Übernachtungen: Fünf-Millionen-Grenze überschritten

Die Tourismusindustrie ist ein bedeutender Faktor in Bayerns Wirtschaft. 560.000 Menschen sind im Freistaat in der Branche beschäftigt. Die Zahl der Übernachtungen in Deutschlands begehrtestem Bundesland stieg um 3,7 Prozent auf 94,4 Millionen. Die Zahl der Gäste stieg um fünf Prozent auf 37,3 Millionen. Insgesamt klingelt fast jeder fünfte Euro, der in Deutschland in der Tourismusindustrie erwirtschaftet wird, in einer bayerischen Kasse. Auch Oberfranken bekommt was ab vom Reiseboom, die Zahl der Übernachtungen hat die Fünf-Millionen-Grenze überschritten.
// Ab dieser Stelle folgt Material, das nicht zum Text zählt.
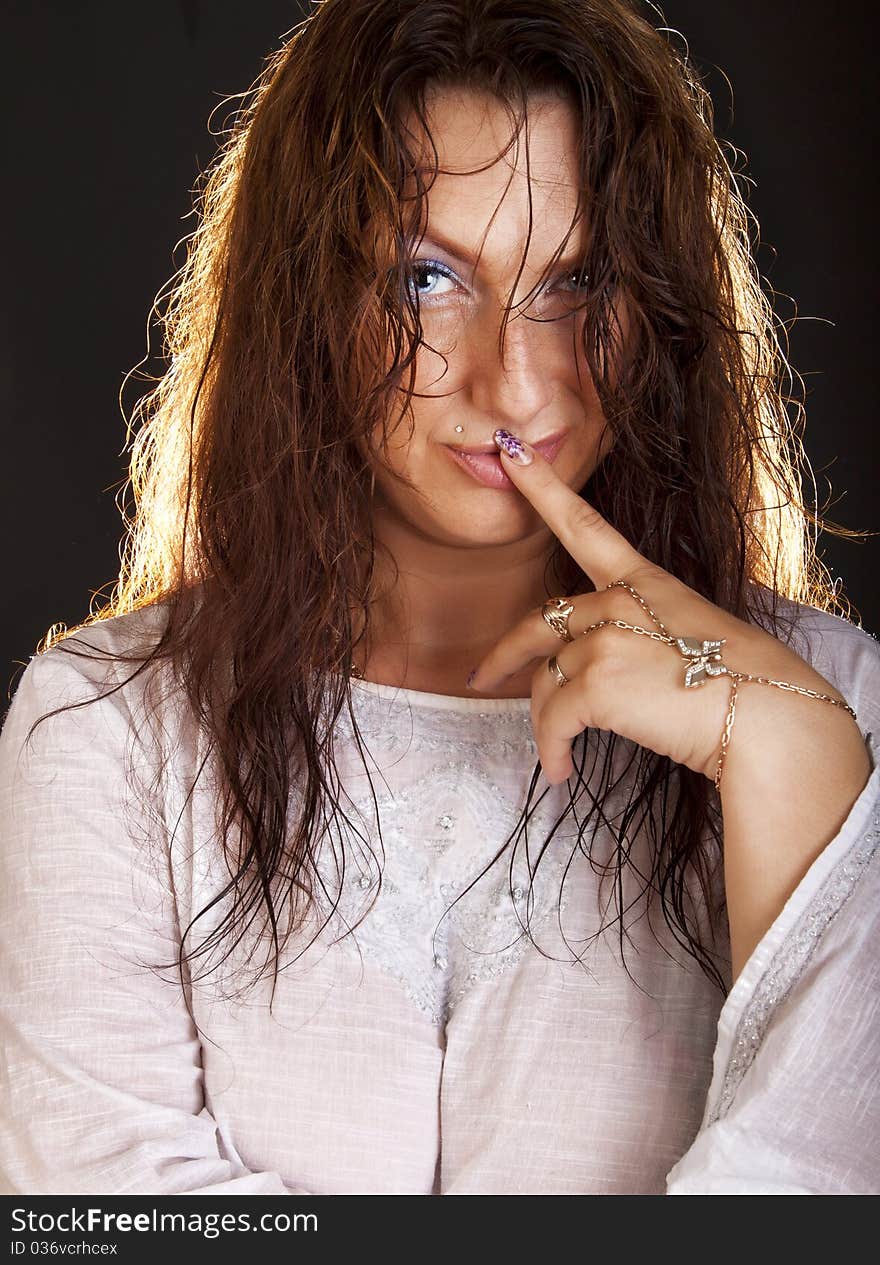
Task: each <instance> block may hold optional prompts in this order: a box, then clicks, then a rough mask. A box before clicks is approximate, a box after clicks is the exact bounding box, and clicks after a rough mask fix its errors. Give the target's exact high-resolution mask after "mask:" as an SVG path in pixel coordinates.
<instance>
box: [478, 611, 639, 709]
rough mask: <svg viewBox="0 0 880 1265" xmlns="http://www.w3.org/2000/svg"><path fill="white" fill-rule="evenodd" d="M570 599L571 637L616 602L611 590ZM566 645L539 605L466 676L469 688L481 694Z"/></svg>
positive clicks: (496, 641) (492, 688) (604, 615)
mask: <svg viewBox="0 0 880 1265" xmlns="http://www.w3.org/2000/svg"><path fill="white" fill-rule="evenodd" d="M630 601H631V598H630ZM570 602H571V605H573V606H574V611H573V612H571V615H570V616H569V621H568V627H569V632H570V634H571V639H573V640H574V639H577V636H578V635H579V634H580V632H583V630H584V629H585V627H588V626H589V625H590V624H594V622H596V621H597V620H601V619H603V617H606V616H608V614H609V612H611V611H612V610H614V608H616V607H617V605H618V602H617V595H616V593H614V591H613V589H612V592H611V593H603V595H599V593H578V595H577V597H573V598H570ZM568 644H569V643H566V641H563V639H561V638H560V636H559V634H558V632H554V630H553V629H551V627H550V625H549V624H547V621H546V620H545V619H544V616H542V615H541V608H540V607H539V608H537V610H536V611H531V612H530V614H529V615H526V617H525V619H522V620H520V622H518V624H516V625H515V626H513V627H512V629H510V630H508V631H507V632H504V635H503V636H502V638H501V639H499V640H498V641H496V644H494V645H493V646H492V649H491V650H489V653H488V654H487V655H486V658H484V659H482V660H480V663H479V665H478V667H477V668H475V669H474V673H473V674H472V677H470V679H469V684H470V688H472V689H475V691H478V692H482V693H486V692H487V691H489V689H494V688H496V687H497V686H499V684H501V682H502V681H504V679H506V678H507V677H512V676H513V674H515V673H517V672H522V670H525V668H527V667H529V664H530V663H534V662H535V660H536V659H547V658H549V657H550V655H551V654H554V653H555V651H558V650H560V649H561V648H563V646H564V645H568Z"/></svg>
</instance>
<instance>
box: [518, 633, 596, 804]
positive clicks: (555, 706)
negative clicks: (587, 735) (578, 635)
mask: <svg viewBox="0 0 880 1265" xmlns="http://www.w3.org/2000/svg"><path fill="white" fill-rule="evenodd" d="M583 649H585V648H580V646H579V650H580V653H582V657H583ZM570 653H571V651H568V655H569V657H570ZM559 667H560V669H561V670H563V673H564V674H565V676H566V677H568V678H569V679H568V684H565V686H560V683H559V681H558V679H556V677H555V676H554V674H553V673H551V672H550V669H549V660H547V663H545V664H544V665H542V667H541V668H539V669H537V672H536V674H535V681H534V683H532V703H531V719H532V731H534V734H535V743H536V745H537V750H539V758H540V762H541V769H542V770H544V775H545V778H546V779H547V782H549V783H550V786H558V784H559V783H560V782H565V781H566V779H568V778H569V777H570V775H571V773H573V772H574V762H573V759H571V744H573V741H574V739H575V737H577V736H578V734H583V731H584V730H585V729H587V727H588V726H589V725H590V724H592V721H590V716H589V702H588V697H587V691H585V689H584V688H583V687H582V681H580V676H579V673H578V670H575V669H574V668H573V667H571V665H570V659H569V665H568V667H566V668H563V665H561V664H559Z"/></svg>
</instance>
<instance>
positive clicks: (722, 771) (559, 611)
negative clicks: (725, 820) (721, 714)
mask: <svg viewBox="0 0 880 1265" xmlns="http://www.w3.org/2000/svg"><path fill="white" fill-rule="evenodd" d="M608 588H625V589H626V591H627V593H630V596H631V597H633V598H635V600H636V601H637V602H639V605H640V606H641V608H642V610H644V611H645V614H646V615H647V616H649V619H650V620H652V621H654V624H655V625H656V627H657V630H659V631H654V630H651V629H644V627H641V625H639V624H627V622H626V620H597V622H596V624H590V625H589V627H585V629H584V630H583V632H582V634H580V635H582V636H587V635H588V634H589V632H594V631H596V630H597V629H602V627H607V626H609V625H611V626H613V627H618V629H625V630H626V631H627V632H637V634H639V635H640V636H649V638H651V640H652V641H663V643H664V644H665V645H671V646H673V648H675V649H676V650H678V653H679V654H680V655H681V658H683V659H684V662H685V664H687V668H685V673H684V684H685V687H688V688H692V689H693V688H695V687H698V686H702V684H704V683H706V681H708V679H709V678H711V677H730V678H731V694H730V702H728V705H727V716H726V719H724V729H723V732H722V735H721V751H719V755H718V764H717V768H716V774H714V786H716V791H719V789H721V774H722V772H723V768H724V759H726V756H727V749H728V746H730V743H731V734H732V731H733V717H735V715H736V701H737V691H738V688H740V684H741V683H742V682H752V683H755V684H757V686H774V687H775V688H776V689H788V691H789V692H790V693H794V694H803V696H804V698H816V700H818V701H819V702H824V703H831V705H832V706H834V707H841V708H842V710H843V711H846V712H848V713H850V716H852V719H853V720H855V721H857V719H859V717H857V716H856V713H855V711H853V710H852V707H850V705H848V703H846V702H843V701H842V700H840V698H832V697H831V694H823V693H819V691H818V689H808V688H807V686H794V684H791V682H790V681H774V679H773V678H771V677H757V676H754V674H752V673H751V672H735V670H733V669H732V668H728V667H727V664H726V663H722V659H721V648H722V645H723V644H724V640H726V638H721V639H719V640H700V639H699V638H690V636H671V635H670V632H669V630H668V629H666V626H665V625H664V624H663V622H661V621H660V620H659V619H657V616H656V615H655V612H654V611H652V610H651V607H650V606H649V605H647V602H646V601H645V598H644V597H642V596H641V593H637V592H636V589H635V588H633V587H632V584H630V583H627V582H626V581H625V579H613V581H612V582H611V584H607V586H606V591H607V589H608ZM573 611H574V606H573V605H571V602H569V601H568V600H566V598H564V597H555V598H551V600H550V601H549V602H546V603H545V606H544V608H542V611H541V614H542V615H544V619H545V620H546V622H547V624H549V625H550V627H551V629H553V630H554V631H555V632H556V635H558V636H560V638H561V639H563V640H564V641H573V640H574V638H573V636H571V634H570V631H569V627H568V620H569V616H570V615H571V612H573ZM547 669H549V672H550V674H551V676H553V677H555V679H556V681H558V683H559V684H560V686H566V684H568V681H569V678H568V677H566V676H565V673H564V672H563V669H561V668H560V667H559V663H558V662H556V655H555V654H554V655H553V657H551V659H550V660H549V663H547Z"/></svg>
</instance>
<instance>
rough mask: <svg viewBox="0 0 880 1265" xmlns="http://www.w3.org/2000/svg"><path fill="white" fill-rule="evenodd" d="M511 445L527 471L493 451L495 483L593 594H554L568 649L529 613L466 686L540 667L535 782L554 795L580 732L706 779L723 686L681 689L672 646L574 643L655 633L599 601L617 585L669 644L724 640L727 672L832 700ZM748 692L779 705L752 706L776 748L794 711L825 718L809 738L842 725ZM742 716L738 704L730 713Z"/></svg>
mask: <svg viewBox="0 0 880 1265" xmlns="http://www.w3.org/2000/svg"><path fill="white" fill-rule="evenodd" d="M511 438H513V436H511ZM515 445H518V447H520V449H521V450H522V452H523V453H525V454H526V455H527V457H531V460H530V462H529V463H527V464H520V463H518V462H517V460H516V459H513V458H512V457H511V455H510V454H508V453H507V452H504V449H503V447H502V444H498V447H499V450H501V454H502V455H501V459H502V464H503V468H504V471H506V473H507V474H508V477H510V478H511V479H512V482H513V483H515V484H516V487H517V488H518V491H520V492H521V493H522V495H523V496H525V497H526V500H527V501H530V503H531V505H532V506H534V507H535V509H536V510H537V512H539V514H540V515H541V517H542V519H544V520H545V522H546V524H547V526H549V528H550V529H551V530H553V533H554V534H555V535H556V536H558V538H559V540H560V541H561V544H563V545H564V546H565V549H566V550H568V552H569V554H570V555H571V557H573V558H574V559H575V562H577V563H578V564H579V565H580V567H582V569H583V571H584V573H585V574H587V576H588V577H589V578H590V581H592V582H593V583H594V586H596V589H597V591H596V592H593V593H582V595H577V596H571V595H565V596H568V597H569V601H570V602H571V603H573V606H574V612H573V614H571V616H570V617H569V630H570V632H571V635H573V638H574V641H571V643H565V641H563V640H561V639H560V638H559V636H556V634H555V632H554V631H553V629H551V627H549V625H547V624H546V621H545V620H544V617H542V616H541V611H540V608H537V610H535V611H532V612H531V614H529V615H527V616H526V617H525V619H523V620H521V621H520V622H518V624H517V625H516V626H515V627H513V629H511V630H510V632H507V634H504V636H503V638H502V639H501V640H499V641H498V643H497V644H496V645H494V646H493V649H492V650H491V651H489V654H488V655H487V657H486V658H484V659H483V660H482V663H480V664H479V667H478V669H477V670H475V673H474V674H473V677H472V678H470V684H472V688H473V689H475V691H482V692H488V691H491V689H493V688H496V687H497V686H498V684H499V683H501V682H502V681H503V679H504V678H506V677H510V676H512V674H516V673H520V672H522V670H525V669H526V668H527V667H529V665H530V664H532V663H534V662H535V660H536V659H539V660H540V667H537V668H536V670H535V673H534V677H532V689H531V717H532V729H534V732H535V741H536V744H537V748H539V755H540V760H541V765H542V769H544V774H545V777H546V779H547V781H549V782H550V783H551V784H553V786H555V784H558V783H560V782H564V781H565V779H566V778H568V777H569V775H570V774H571V772H573V768H574V767H573V763H571V754H570V751H571V741H573V739H574V737H575V736H577V735H578V734H580V732H582V731H583V730H585V729H587V727H596V729H602V730H613V731H614V732H616V734H620V735H621V736H623V737H628V739H631V740H632V741H635V743H637V744H639V745H641V746H645V748H649V749H650V750H652V751H656V753H657V754H660V755H666V756H669V758H670V759H673V760H674V762H676V763H679V764H684V765H687V767H688V768H690V769H694V770H697V772H699V773H703V774H706V777H709V778H713V777H714V772H716V768H717V762H718V754H719V748H721V736H722V730H723V725H724V719H726V715H727V706H728V697H730V684H728V678H727V677H724V676H721V677H717V678H714V679H711V681H708V682H706V683H704V684H703V686H700V687H699V688H690V689H687V688H685V687H684V672H685V667H687V664H685V662H684V660H683V658H681V657H680V655H679V653H678V650H676V649H674V648H673V646H670V645H668V644H664V643H660V641H656V640H652V639H651V638H647V636H644V635H637V634H635V632H631V631H627V630H623V629H620V627H616V626H606V627H601V629H598V630H596V631H592V632H589V634H588V635H585V636H582V635H579V634H582V632H583V631H584V630H585V629H587V627H588V626H589V625H590V624H596V622H598V621H599V620H625V621H626V622H628V624H633V625H639V626H641V627H645V629H654V625H652V622H651V620H650V617H649V616H647V615H646V614H645V612H644V611H642V608H641V607H640V606H639V603H637V602H636V600H635V598H633V597H632V596H631V595H630V593H628V592H627V591H626V589H623V588H612V589H609V591H606V586H608V584H609V583H611V582H612V581H616V579H625V581H626V582H627V583H630V584H631V586H632V587H633V588H635V589H636V591H637V592H639V593H641V596H642V597H644V598H645V601H646V602H647V605H649V606H650V607H651V610H654V611H655V612H656V615H657V617H659V619H660V620H661V621H663V624H664V625H665V627H666V629H668V630H669V632H670V635H673V636H693V638H699V639H700V640H709V639H712V640H722V639H723V640H724V645H723V648H722V657H723V662H724V663H726V664H727V667H730V668H731V670H736V672H749V673H754V674H756V676H765V677H773V678H776V679H784V681H789V682H791V683H793V684H798V686H804V687H807V688H809V689H816V691H818V692H821V693H827V694H831V696H832V697H834V698H840V697H841V694H840V693H838V692H837V691H836V689H834V687H833V686H832V684H831V683H829V682H827V681H826V679H824V678H823V677H821V676H819V673H817V672H816V670H814V669H813V668H812V667H810V665H809V664H808V663H805V660H804V659H802V658H800V657H799V655H798V654H795V653H794V651H793V650H790V649H789V648H788V646H785V645H783V643H781V641H779V640H778V639H776V638H774V636H771V635H770V634H769V632H766V631H765V630H762V629H759V627H756V626H755V625H751V624H746V622H745V621H743V620H740V619H737V617H736V616H733V615H731V614H730V612H727V611H724V610H722V608H721V607H718V606H714V605H713V603H712V602H709V601H707V600H706V598H704V597H702V596H700V595H699V593H695V592H694V591H693V589H692V588H689V587H688V586H687V584H684V583H681V582H680V581H679V579H676V578H675V577H674V576H670V574H669V572H666V571H664V569H663V568H660V567H656V565H655V564H654V563H651V562H649V560H647V559H646V558H644V557H642V555H641V554H640V553H639V552H637V550H636V549H633V548H632V545H631V544H630V543H628V540H626V539H625V536H622V535H621V534H620V533H618V531H617V530H616V529H614V528H612V525H611V524H609V522H608V521H607V520H606V519H603V517H602V516H601V515H599V514H598V511H597V510H594V509H593V507H592V506H590V505H588V503H587V502H585V501H584V500H583V498H582V497H580V496H578V495H577V493H575V492H573V491H571V488H570V487H568V484H566V483H564V482H563V481H561V479H560V478H559V477H558V476H556V473H555V472H554V469H553V466H550V464H549V463H547V462H546V460H545V459H544V458H542V457H541V455H540V453H537V452H535V450H534V449H532V448H530V445H527V444H525V443H523V441H522V440H515ZM553 654H555V655H556V660H558V663H559V667H560V668H561V670H563V673H564V674H565V676H566V677H568V684H565V686H564V687H561V688H560V686H559V683H558V682H556V679H555V678H554V677H553V676H551V674H550V672H549V670H547V659H549V657H550V655H553ZM747 688H750V689H751V691H752V692H755V693H762V694H774V696H778V697H776V698H773V700H770V698H765V700H762V705H761V708H760V710H761V713H762V715H764V716H766V713H767V712H769V711H773V712H774V725H775V734H774V740H775V741H779V740H784V739H785V730H786V729H789V730H790V732H791V735H793V736H795V734H797V731H798V730H800V729H802V726H803V716H804V712H803V707H810V708H814V711H827V712H828V713H833V715H828V716H823V715H822V716H821V715H813V716H812V717H810V719H812V721H813V724H814V725H818V726H819V731H821V730H822V726H823V725H827V726H828V730H829V732H833V734H837V732H840V725H841V721H842V720H847V721H848V724H852V721H851V717H847V716H846V713H845V712H842V711H841V708H837V707H829V706H828V705H821V703H817V702H816V701H813V700H803V698H799V697H798V696H797V694H793V693H786V694H783V692H781V691H778V689H769V688H766V687H760V688H759V687H747ZM742 706H743V705H742V700H741V701H740V705H738V708H740V710H741V708H742ZM819 737H821V734H819ZM759 740H760V737H759ZM752 754H754V753H752Z"/></svg>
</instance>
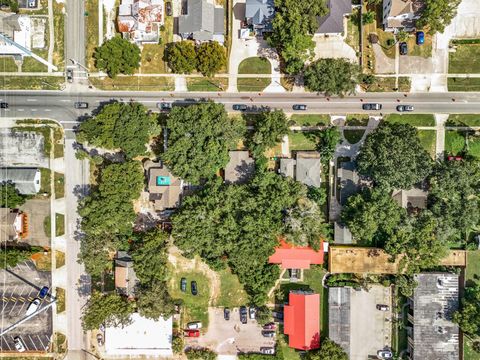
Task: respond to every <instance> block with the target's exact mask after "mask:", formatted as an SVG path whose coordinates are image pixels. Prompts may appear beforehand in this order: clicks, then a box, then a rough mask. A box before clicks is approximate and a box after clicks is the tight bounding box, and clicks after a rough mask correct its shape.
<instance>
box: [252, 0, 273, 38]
mask: <svg viewBox="0 0 480 360" xmlns="http://www.w3.org/2000/svg"><path fill="white" fill-rule="evenodd" d="M274 16H275V3H274V1H273V0H247V2H246V4H245V19H246V20H247V24H249V25H251V26H253V28H254V29H255V30H256V31H258V32H260V33H261V32H263V31H269V30H271V29H272V20H273V17H274Z"/></svg>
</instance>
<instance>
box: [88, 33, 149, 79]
mask: <svg viewBox="0 0 480 360" xmlns="http://www.w3.org/2000/svg"><path fill="white" fill-rule="evenodd" d="M93 57H94V59H95V67H96V68H97V69H98V70H101V71H105V72H106V73H107V74H108V76H109V77H111V78H115V77H116V76H117V75H118V74H127V75H132V74H133V73H134V72H135V70H136V69H138V68H139V67H140V60H141V56H140V49H139V48H138V46H137V45H135V44H132V43H131V42H130V41H128V40H127V39H123V38H122V37H120V36H115V37H113V38H111V39H110V40H107V41H105V42H104V43H103V44H102V45H101V46H99V47H97V48H96V49H95V52H94V54H93Z"/></svg>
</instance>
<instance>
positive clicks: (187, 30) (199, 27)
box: [178, 0, 225, 44]
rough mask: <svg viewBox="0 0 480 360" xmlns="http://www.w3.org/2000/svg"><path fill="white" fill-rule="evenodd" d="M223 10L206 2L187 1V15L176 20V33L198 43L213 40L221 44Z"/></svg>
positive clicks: (209, 3) (223, 14)
mask: <svg viewBox="0 0 480 360" xmlns="http://www.w3.org/2000/svg"><path fill="white" fill-rule="evenodd" d="M224 19H225V10H224V8H223V7H217V6H215V5H213V3H210V2H208V1H207V0H187V13H186V14H185V15H180V16H179V18H178V33H179V34H180V35H181V36H182V38H183V39H192V40H195V41H198V42H203V41H211V40H215V41H218V42H219V43H221V44H223V43H224V41H225V37H224Z"/></svg>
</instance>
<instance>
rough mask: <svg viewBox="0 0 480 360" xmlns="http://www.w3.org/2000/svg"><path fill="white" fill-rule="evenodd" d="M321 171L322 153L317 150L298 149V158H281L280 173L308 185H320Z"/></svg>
mask: <svg viewBox="0 0 480 360" xmlns="http://www.w3.org/2000/svg"><path fill="white" fill-rule="evenodd" d="M320 171H321V163H320V154H319V153H318V152H316V151H298V152H297V153H296V159H290V158H288V159H280V169H279V172H280V174H282V175H285V176H289V177H291V178H294V179H295V180H297V181H299V182H301V183H303V184H305V185H307V186H315V187H320Z"/></svg>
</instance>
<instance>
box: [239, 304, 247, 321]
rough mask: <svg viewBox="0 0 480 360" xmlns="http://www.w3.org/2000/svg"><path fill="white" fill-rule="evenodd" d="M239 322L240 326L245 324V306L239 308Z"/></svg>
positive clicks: (245, 313) (246, 307) (246, 313)
mask: <svg viewBox="0 0 480 360" xmlns="http://www.w3.org/2000/svg"><path fill="white" fill-rule="evenodd" d="M240 322H241V323H242V324H246V323H247V307H246V306H240Z"/></svg>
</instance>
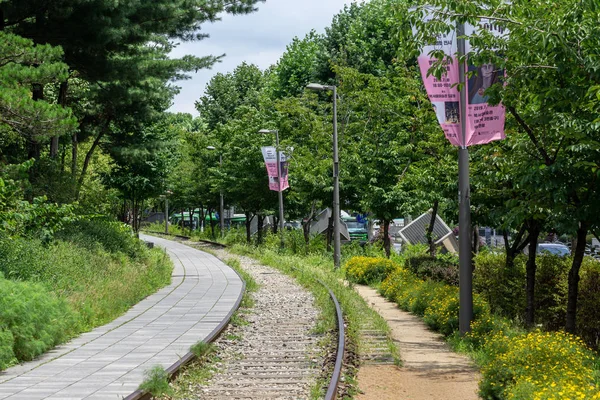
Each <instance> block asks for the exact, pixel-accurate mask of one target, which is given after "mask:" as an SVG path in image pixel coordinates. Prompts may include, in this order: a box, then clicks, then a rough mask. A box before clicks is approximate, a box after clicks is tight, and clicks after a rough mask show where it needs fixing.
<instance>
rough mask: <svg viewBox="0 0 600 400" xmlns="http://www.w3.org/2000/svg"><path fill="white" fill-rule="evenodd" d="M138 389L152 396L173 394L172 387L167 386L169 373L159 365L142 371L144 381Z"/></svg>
mask: <svg viewBox="0 0 600 400" xmlns="http://www.w3.org/2000/svg"><path fill="white" fill-rule="evenodd" d="M139 389H140V390H143V391H145V392H148V393H150V394H151V395H152V397H160V396H165V395H166V396H171V395H172V394H173V389H171V387H170V386H169V375H168V374H167V371H165V369H164V368H163V367H162V366H160V365H155V366H154V367H152V368H151V369H149V370H147V371H145V372H144V381H143V382H142V384H141V385H140V386H139Z"/></svg>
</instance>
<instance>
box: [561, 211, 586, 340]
mask: <svg viewBox="0 0 600 400" xmlns="http://www.w3.org/2000/svg"><path fill="white" fill-rule="evenodd" d="M588 228H589V225H588V223H587V222H586V221H579V228H578V229H577V245H576V246H575V254H574V255H573V264H572V265H571V269H570V270H569V294H568V300H567V321H566V324H565V329H566V331H567V332H569V333H573V334H574V333H575V331H576V328H577V296H578V294H579V270H580V269H581V263H582V262H583V256H584V254H585V237H586V236H587V232H588Z"/></svg>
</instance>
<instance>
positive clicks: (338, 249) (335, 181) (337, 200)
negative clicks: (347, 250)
mask: <svg viewBox="0 0 600 400" xmlns="http://www.w3.org/2000/svg"><path fill="white" fill-rule="evenodd" d="M339 171H340V168H339V158H338V148H337V87H336V86H335V85H334V86H333V265H334V267H335V268H339V267H340V258H341V250H340V247H341V242H340V177H339Z"/></svg>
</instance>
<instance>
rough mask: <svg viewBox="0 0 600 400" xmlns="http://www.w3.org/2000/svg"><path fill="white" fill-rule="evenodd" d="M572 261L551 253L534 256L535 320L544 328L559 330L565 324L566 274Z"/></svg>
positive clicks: (568, 274)
mask: <svg viewBox="0 0 600 400" xmlns="http://www.w3.org/2000/svg"><path fill="white" fill-rule="evenodd" d="M572 262H573V259H572V258H567V257H559V256H555V255H552V254H540V255H538V256H537V257H536V265H537V270H536V274H535V321H536V323H537V324H539V325H541V326H542V327H543V328H544V330H560V329H562V328H563V327H564V326H565V319H566V315H567V294H568V290H569V289H568V276H569V269H570V268H571V263H572ZM597 304H598V305H600V303H597ZM578 314H579V313H578Z"/></svg>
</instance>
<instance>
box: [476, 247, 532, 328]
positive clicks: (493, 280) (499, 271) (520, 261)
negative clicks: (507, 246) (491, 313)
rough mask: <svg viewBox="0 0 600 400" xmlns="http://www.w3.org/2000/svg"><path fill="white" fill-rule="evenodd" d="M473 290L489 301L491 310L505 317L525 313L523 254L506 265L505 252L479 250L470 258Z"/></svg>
mask: <svg viewBox="0 0 600 400" xmlns="http://www.w3.org/2000/svg"><path fill="white" fill-rule="evenodd" d="M474 262H475V271H474V273H473V290H474V291H475V292H477V293H479V294H480V295H481V296H482V297H483V298H484V299H485V300H486V301H487V303H488V304H489V305H490V307H491V310H492V312H494V313H497V314H500V315H502V316H505V317H508V318H511V319H512V318H517V319H522V318H523V316H524V315H525V305H526V301H525V262H526V258H525V256H524V255H519V256H517V258H516V259H515V263H514V267H513V268H506V256H505V255H504V254H501V253H491V252H481V253H479V254H477V255H476V256H475V258H474Z"/></svg>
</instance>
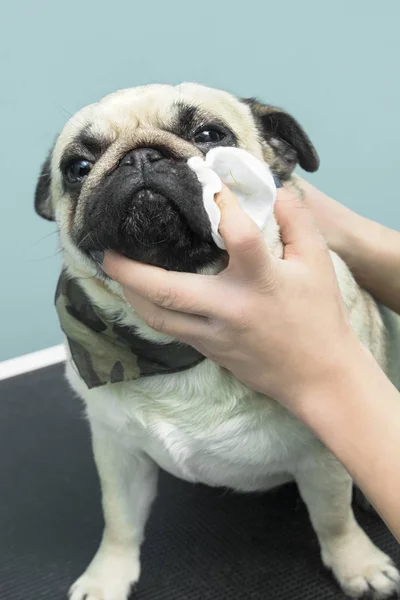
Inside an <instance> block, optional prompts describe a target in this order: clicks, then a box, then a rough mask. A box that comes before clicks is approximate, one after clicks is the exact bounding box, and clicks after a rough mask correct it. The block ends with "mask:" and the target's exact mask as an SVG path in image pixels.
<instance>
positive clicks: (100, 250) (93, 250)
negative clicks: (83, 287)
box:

Das ist gut, geht aber – gerade mit Blick auf die klassische Tourismusregion Oberbayern – noch besser. Engel sagte weiter: „Wir sind zwar schon auf dem richtigen Weg, aber wir schöpfen das Potenzial des Tourismus in Oberfranken noch nicht richtig aus. Da geht noch viel mehr.“ Als Hindernisse nannte er Überregulierung und ein unflexibles Arbeitszeitgesetz, nötig seien Investitionen in die digitale Infrastruktur und leichterer Zugang zum Kapital.

"Potenzial noch nicht richtig ausgeschöpft"

„Wir sind zwar schon auf dem richtigen Weg, aber wir schöpfen das Potenzial des Tourismus in Oberfranken noch nicht richtig aus“, sagte auch Andrea Luger, die Vorsitzende des Bayerischen Hotel- und Gaststättenverbands, Bezirk Oberfranken. In der Tat: Oberfranken erreicht 38 Prozent Bettenauslastung, im Schnitt bleiben die Gäste zweieinhalb Tage, was Luger für ausbaufähig hält. Worin ihr Manuel Becher von der Bayreuth Marketing- und Tourismus-Gesellschaft in der abeschließenden Diskussion allerdings widersprach. „Die Leute fahren immer kürzer in den Urlaub“, sagte Becher, diesen Trend werde man nicht umkehren können. Manuel Becher äußerte die Hoffnung, dass die Wiedereröffnung des Markgräflichen Opernhauses Touristen in Scharen anlocke. Er sprach von einer stärkeren Vernetzung der Weltkulturerbestätten Würzburg, Bamberg und Bayreuth mit Regensburg. „Da laufen natürlich Gespräche.“ Letztendlich müsse sich aber „jeder an die eigene Nase fassen“.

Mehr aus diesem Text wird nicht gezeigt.